Let's talk about...Riemann spheres!

So, at some point in this complex analysis course, you'll have learned that we really ought to think of the complex plane $\mathbb{C}$ as lying on the Riemann sphere $\hat{\mathbb{C}}:=\mathbb{C}\cup\{\infty\}$. Doing so means that meromorphic functions $f:\mathbb{C}\rightarrow\mathbb{C}$ (i.e.: they have poles) may be thought of as holomorphic functions $f:\mathbb{C}\rightarrow\hat{\mathbb{C}}$. Moreover, if the behaviour of $f(z)$ is nice enough at $z=\infty$ (i.e.: no essential singularities), then $f$ can be extended to a holomorphic function $f:\hat{\mathbb{C}}\rightarrow\hat{\mathbb{C}}$.

One class of these holomorphic functions between Riemann spheres that you've encountered in this course are Mobius transformations: $$\begin{align} z\mapsto\frac{az+b}{cz+d}\text{, where }ad-bc\neq0.\end{align}$$ You've already seen some nice facts about them. You know that they are conformal (definition: angle-preserving) transformations, that they take circles/lines to circles/lines and you know that they're bijections. In fact, they are precisely the collection of all bijective holomorphic maps between Riemann spheres.

Let's prove this!

Consider a bijective holomorphic function $f:\hat{\mathbb{C}}\rightarrow\hat{\mathbb{C}}$. Since this is bijective, let $a,b\in\mathbb{C}$ respectively denote the points which map to $0=f(a)$ and $\infty=f(b)$. We may assume by precomposing $f$ with a Mobius transformation that $b\neq\infty$. Now $z=a$ must be an order 1 zero, or else there'd be a small neighbourhood around it where two points map to some $\epsilon$ close to $0$. Likewise we can argue that $z=b$ must be an order 1 pole of $f$ by considering the function $f(\frac{1}{z})$. Thus, the function $$\begin{align}g(z)=\frac{(z-b)f(z)}{z-a}\end{align}$$ is a holomorphic function on $\hat{\mathbb{C}}$ with neither zeros nor poles. In particular, its absolute value function $|f|$ is a continuous function on a compact domain (because spheres are totes closed and bounded) and hence must be bounded. Thus, by Liouville's theorem, the function $g(z)$ is equal to some non-zero constant $c\in\mathbb{C}$: $$\begin{align}f:z\mapsto\frac{cz-ac}{z-b}.\end{align}$$ Finally, $-bc+ac\neq0$ since $c\neq0$ and $a=b$ would contradict the bijectivity of $f$. Thus, this is totes a Mobius transformation.

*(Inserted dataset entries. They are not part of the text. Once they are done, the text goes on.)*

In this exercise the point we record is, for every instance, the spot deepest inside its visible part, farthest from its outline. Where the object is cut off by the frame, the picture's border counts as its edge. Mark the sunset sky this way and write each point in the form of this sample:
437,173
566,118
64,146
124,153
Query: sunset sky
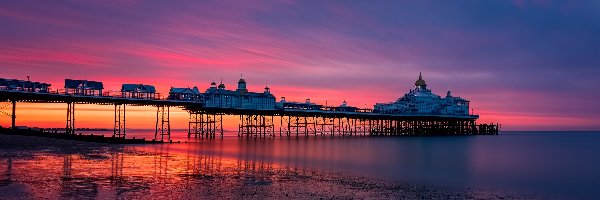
529,65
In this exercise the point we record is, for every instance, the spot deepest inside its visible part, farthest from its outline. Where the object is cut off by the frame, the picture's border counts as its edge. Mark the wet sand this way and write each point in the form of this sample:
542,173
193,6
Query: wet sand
32,167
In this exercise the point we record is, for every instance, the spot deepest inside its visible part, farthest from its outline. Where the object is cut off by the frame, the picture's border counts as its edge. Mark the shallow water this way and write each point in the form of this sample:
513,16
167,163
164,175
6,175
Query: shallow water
514,164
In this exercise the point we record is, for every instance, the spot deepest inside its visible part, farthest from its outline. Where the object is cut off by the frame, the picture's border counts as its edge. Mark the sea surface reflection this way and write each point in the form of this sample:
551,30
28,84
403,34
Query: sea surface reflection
517,164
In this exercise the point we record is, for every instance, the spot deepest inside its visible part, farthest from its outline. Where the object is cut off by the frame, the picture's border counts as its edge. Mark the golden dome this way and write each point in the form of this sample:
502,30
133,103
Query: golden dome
420,81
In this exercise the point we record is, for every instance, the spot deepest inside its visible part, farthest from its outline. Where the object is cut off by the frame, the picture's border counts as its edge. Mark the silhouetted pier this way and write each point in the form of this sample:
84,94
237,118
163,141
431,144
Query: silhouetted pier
259,116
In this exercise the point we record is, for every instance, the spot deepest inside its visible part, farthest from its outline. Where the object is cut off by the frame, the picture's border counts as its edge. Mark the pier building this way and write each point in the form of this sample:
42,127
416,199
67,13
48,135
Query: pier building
421,100
185,94
419,112
83,87
138,91
241,98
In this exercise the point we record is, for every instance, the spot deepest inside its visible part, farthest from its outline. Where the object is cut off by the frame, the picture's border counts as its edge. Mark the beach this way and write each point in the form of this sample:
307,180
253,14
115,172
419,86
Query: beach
34,167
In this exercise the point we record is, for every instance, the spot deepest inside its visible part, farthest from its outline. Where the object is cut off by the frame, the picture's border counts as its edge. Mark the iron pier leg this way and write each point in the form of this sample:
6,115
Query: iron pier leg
14,115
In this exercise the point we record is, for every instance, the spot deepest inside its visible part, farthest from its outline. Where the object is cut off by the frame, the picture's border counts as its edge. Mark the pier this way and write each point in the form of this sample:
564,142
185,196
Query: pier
259,114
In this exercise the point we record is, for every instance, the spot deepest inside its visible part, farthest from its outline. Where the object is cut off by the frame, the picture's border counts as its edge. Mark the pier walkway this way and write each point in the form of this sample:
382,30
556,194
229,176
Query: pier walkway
206,119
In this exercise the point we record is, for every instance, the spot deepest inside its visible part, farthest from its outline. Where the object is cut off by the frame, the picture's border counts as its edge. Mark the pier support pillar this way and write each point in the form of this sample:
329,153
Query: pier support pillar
163,125
256,125
119,127
70,127
14,115
205,124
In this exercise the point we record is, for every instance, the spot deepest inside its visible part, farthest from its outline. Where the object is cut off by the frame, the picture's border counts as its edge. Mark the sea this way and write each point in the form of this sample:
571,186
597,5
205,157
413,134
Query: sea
514,164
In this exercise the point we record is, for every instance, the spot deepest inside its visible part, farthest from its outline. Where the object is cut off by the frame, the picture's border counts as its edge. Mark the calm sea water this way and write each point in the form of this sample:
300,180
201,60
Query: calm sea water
550,164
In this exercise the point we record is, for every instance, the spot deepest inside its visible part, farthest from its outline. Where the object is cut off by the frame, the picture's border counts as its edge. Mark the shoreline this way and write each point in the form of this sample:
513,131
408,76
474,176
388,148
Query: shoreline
209,177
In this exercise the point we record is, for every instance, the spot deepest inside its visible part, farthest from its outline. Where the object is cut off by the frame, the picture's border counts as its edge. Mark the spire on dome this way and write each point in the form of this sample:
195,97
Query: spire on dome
420,82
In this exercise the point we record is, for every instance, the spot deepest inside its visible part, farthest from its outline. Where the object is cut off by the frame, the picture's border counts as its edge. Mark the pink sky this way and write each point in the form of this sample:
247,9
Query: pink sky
527,65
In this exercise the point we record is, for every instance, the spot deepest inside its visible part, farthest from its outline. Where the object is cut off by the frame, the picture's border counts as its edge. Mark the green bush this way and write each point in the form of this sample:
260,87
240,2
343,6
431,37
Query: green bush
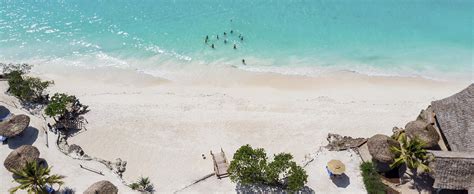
58,104
26,89
249,166
143,184
371,179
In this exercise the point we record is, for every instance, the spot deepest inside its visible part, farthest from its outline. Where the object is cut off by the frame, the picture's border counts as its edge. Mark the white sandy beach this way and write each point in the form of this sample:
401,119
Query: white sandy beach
162,127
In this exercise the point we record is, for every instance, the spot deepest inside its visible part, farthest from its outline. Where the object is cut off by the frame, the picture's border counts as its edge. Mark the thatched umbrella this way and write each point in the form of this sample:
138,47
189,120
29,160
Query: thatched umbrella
336,167
18,158
102,187
423,131
14,126
379,147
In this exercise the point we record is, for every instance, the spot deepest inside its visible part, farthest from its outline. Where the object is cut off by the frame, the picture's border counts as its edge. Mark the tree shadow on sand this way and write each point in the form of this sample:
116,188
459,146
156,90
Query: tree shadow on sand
248,189
341,180
27,137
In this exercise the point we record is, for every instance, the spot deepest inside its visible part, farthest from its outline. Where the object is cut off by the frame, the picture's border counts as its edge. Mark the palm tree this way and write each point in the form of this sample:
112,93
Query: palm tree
35,178
143,184
411,153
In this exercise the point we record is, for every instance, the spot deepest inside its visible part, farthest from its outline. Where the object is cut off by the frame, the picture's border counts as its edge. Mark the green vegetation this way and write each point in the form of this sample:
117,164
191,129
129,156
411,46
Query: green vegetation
411,153
34,178
64,108
26,89
142,185
371,179
250,166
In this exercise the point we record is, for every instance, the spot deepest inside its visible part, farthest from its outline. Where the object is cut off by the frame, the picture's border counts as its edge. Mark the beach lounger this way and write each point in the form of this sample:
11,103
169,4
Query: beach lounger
221,164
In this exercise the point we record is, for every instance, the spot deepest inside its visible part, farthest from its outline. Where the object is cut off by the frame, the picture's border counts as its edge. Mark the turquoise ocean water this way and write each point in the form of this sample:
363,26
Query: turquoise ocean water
433,39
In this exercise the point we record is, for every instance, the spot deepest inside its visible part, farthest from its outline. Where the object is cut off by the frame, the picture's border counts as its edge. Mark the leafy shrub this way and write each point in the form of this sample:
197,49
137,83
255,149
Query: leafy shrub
411,153
9,68
371,179
65,108
26,89
249,166
143,184
58,105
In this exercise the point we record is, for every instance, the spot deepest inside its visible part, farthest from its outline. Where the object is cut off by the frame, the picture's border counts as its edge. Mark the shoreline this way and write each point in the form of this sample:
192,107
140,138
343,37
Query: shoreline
162,127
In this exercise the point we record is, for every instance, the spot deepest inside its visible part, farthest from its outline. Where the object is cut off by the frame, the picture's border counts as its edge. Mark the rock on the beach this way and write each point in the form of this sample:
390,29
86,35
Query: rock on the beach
102,187
338,142
424,131
379,147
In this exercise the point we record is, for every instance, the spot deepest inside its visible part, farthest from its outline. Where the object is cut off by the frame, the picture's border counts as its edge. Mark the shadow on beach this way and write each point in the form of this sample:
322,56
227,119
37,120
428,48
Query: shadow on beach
341,180
27,137
246,189
4,112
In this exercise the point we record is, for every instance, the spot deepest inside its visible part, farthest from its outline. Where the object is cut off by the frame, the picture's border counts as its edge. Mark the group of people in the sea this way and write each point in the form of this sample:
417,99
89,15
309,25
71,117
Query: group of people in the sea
207,40
211,40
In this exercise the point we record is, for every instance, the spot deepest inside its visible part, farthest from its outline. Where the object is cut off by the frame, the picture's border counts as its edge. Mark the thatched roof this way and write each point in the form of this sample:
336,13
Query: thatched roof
14,126
18,158
423,131
102,187
455,116
379,147
453,170
336,167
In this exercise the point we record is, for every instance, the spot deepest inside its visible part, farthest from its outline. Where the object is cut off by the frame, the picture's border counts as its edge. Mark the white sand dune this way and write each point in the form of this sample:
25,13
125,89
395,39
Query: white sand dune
161,128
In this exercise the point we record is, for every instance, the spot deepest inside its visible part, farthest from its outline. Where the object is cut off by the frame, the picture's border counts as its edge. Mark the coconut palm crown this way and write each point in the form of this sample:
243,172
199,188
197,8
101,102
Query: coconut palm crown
411,153
35,179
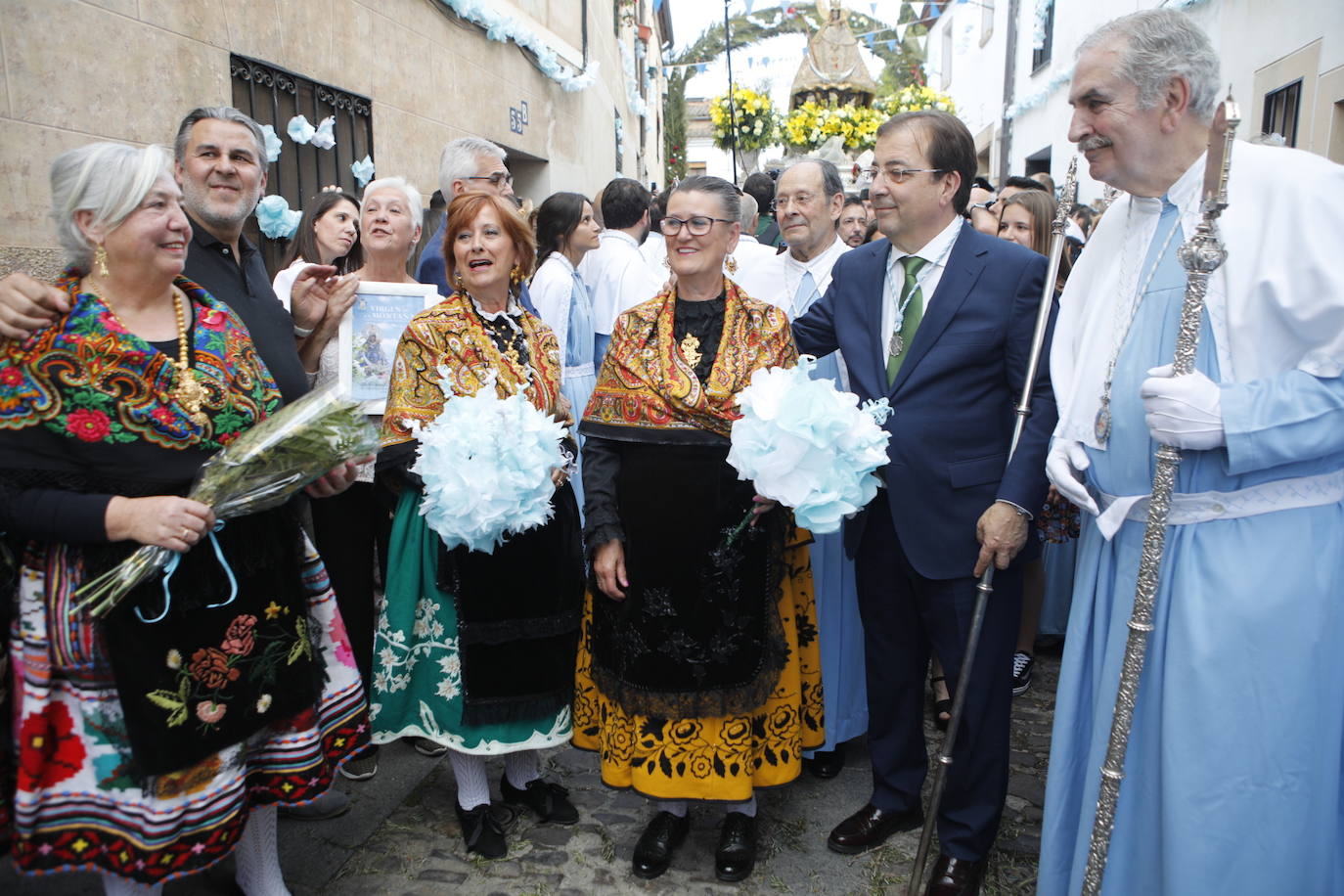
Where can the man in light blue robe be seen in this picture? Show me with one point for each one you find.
(1232, 773)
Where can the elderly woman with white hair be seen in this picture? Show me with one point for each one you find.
(157, 740)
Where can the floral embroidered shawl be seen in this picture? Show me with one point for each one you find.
(90, 405)
(450, 336)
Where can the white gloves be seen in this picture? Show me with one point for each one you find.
(1066, 465)
(1185, 411)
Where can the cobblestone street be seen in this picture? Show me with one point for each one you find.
(402, 834)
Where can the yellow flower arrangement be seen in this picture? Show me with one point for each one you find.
(916, 97)
(757, 125)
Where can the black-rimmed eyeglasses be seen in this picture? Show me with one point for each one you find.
(902, 175)
(699, 226)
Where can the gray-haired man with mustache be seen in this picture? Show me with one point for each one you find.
(1232, 778)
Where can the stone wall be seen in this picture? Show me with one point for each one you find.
(72, 71)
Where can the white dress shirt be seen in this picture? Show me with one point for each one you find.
(618, 278)
(776, 278)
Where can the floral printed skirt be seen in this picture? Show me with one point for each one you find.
(723, 758)
(77, 808)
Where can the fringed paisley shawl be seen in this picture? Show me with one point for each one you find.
(647, 388)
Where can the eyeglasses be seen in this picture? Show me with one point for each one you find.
(902, 175)
(784, 202)
(496, 179)
(699, 226)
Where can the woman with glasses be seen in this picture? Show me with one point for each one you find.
(697, 675)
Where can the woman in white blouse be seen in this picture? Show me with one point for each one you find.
(566, 231)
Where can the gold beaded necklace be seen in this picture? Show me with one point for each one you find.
(190, 392)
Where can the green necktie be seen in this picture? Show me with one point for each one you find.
(915, 313)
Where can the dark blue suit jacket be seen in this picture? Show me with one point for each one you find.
(953, 400)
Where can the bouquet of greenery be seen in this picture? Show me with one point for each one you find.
(259, 470)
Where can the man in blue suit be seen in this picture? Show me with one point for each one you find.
(937, 319)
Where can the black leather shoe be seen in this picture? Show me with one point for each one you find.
(481, 831)
(547, 801)
(826, 763)
(736, 856)
(956, 876)
(870, 827)
(658, 841)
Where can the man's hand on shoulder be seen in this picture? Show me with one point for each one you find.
(1002, 532)
(27, 305)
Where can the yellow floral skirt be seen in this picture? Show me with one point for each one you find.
(722, 758)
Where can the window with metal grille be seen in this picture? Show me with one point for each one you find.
(273, 96)
(1281, 112)
(1041, 58)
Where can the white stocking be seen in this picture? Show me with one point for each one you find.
(113, 885)
(521, 767)
(258, 863)
(471, 786)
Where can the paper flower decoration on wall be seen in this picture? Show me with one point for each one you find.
(276, 218)
(326, 135)
(273, 146)
(363, 171)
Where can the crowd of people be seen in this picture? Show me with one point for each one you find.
(152, 743)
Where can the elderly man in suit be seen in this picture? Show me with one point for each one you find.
(937, 319)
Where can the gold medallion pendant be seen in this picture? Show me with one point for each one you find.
(190, 391)
(691, 348)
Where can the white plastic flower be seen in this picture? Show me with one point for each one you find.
(324, 137)
(487, 468)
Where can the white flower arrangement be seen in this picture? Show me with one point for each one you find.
(487, 467)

Note that using the same arguments, we can show that any holomorphic map between Riemann spheres takes the form of a rational function: $$\begin{align} \frac{a_0+a_1z+a_2z^2+\ldots+a_nz^n}{b_0+b_1z+b_2z^2+\ldots+b_mz^m}!\end{align}$$
In fact, I was going to play around with a few polynomials and count branch points and what not, leading us to the Riemann-Hurwitz formula; but it's getting late, and we really ought to give this semester a rest. =)